The first Martinicans arrived to work on the canal in 1851. They had come mainly to be fishermen, but when they heard about the work on the canal, they responded positively to the call.
From Panama, they only saw the bottom of the canal and the tropical forest to be cleared with a machete. Teams of apprentice blasters without training or protection followed the actions. He was going to blow up the tree trunks, clear it up with a pick and a shovel. Clemente Garres, whose father is from Martinique testifies that the latter had signed a contract ten hours a day at a dollar an hour: “But in fact, he spent between 16 and 18 hours a day on this interminable construction site. I kept the original of his contract and his identity card. He worked every day, without a single day of rest or vacation. He only stopped when he was sick and at that time he was no longer receiving a salary.”
The conditions there were appalling: “The men were dying by the dozen, for lack of security of course, but also for medical reasons. They were all taking preventive treatments to protect themselves from malaria. One of the major side effects of quinine is the noticeable loss of hearing. Thus, when the alarm sounded just before an explosion, most of the workers did not hear it and therefore did not take shelter.”

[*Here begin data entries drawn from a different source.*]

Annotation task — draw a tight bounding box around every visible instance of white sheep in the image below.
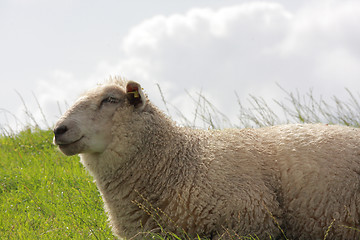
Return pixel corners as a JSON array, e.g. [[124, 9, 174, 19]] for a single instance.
[[54, 78, 360, 239]]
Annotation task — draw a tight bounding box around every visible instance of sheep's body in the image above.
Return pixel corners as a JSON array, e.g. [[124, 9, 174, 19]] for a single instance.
[[55, 79, 360, 239]]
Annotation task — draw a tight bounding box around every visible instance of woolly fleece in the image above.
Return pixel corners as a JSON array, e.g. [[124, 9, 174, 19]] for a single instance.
[[54, 78, 360, 239]]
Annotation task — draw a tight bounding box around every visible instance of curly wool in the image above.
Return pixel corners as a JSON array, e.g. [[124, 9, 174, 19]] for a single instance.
[[54, 78, 360, 239]]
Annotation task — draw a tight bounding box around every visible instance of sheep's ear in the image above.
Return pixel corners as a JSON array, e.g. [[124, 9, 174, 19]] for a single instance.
[[126, 81, 146, 110]]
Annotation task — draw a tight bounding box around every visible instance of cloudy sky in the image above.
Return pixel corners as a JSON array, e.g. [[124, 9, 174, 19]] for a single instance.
[[0, 0, 360, 131]]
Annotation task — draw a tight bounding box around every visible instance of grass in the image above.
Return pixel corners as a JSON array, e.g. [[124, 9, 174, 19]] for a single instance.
[[0, 89, 360, 240]]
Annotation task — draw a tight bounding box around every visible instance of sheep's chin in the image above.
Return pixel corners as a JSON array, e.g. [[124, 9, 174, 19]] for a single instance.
[[59, 137, 85, 156]]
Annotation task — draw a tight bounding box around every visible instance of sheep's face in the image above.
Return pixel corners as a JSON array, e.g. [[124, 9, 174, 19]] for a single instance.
[[54, 82, 143, 155]]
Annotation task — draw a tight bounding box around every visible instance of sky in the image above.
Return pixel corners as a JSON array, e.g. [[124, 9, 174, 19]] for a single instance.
[[0, 0, 360, 129]]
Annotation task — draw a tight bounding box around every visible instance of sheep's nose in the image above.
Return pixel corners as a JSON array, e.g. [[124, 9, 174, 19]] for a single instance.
[[54, 125, 68, 137]]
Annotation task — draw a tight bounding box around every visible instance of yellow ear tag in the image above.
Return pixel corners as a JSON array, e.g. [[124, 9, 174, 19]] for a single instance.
[[128, 91, 140, 98]]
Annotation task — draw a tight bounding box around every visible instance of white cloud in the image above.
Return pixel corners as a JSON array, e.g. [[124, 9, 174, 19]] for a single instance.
[[108, 1, 360, 126]]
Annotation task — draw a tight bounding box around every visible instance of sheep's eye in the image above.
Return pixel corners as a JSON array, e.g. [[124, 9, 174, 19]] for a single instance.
[[101, 97, 120, 105]]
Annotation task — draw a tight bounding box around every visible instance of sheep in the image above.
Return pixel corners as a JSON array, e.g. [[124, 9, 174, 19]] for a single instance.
[[54, 77, 360, 239]]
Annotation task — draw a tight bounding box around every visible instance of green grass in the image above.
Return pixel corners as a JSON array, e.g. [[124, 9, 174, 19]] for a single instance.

Left with the dream of a better life, they were only victims. In addition, they had to face the pervasive segregation in grocery stores, schools, church pews, hospitals, movies and even at the drinking water points.
The odyssey review
On August 15, 1914, the canal was finished. The Americans are laying off all workers, in their own way: without severance pay, without pension, without pension. In addition, taking advantage of the outbreak of the First World War, the Americans earmarked the funds earmarked for the repatriation of the West Indians to other projects.
The story of the Martinicans who left for the Panama Canal is that of a cruel financial bankruptcy, thousands of deaths, the disabled and the unfortunate people who will never be able to return to their native island. The number of deaths is unknown and often underestimated, but nearly 600 Martinicans and Guadeloupeans today rest in the graves bearing a number referring to names found in the registers archived in Washington. Antillean immigration ended in 1920 with family reunification.
The West Indies paid the heaviest price for this canal, which today makes the world commercial navy happy. Their descendants settled in Panama have not forgotten this link with their origins and each July 14 participate in a ball on the Place de France in Panama where they hum the words of the Marseillaise. At present, there are between 60,000 and 70,000 descendants of Martinicans and Guadeloupeans living in Panama and who have the nationality of this country. They continue to speak French and Creole.
In 1992, the government of Panama officially declared the emigration of Guadeloupe and Martinique to be part of the country's history. A West Indian cemetery has even been erected as a national historic monument to express the gratitude of the people of Panama.
Today, more than 100 years after the inauguration of the Panama Canal (79 kilometers long and 16 km wide), it is the crossing point where the most goods and nearly 14,000 ships transit each year. The area covers an area of 400 hectares and assumes 23,000 direct jobs, 250,000 visitors per year, 2,492 businesses and a transaction volume of around 12 billion US dollars.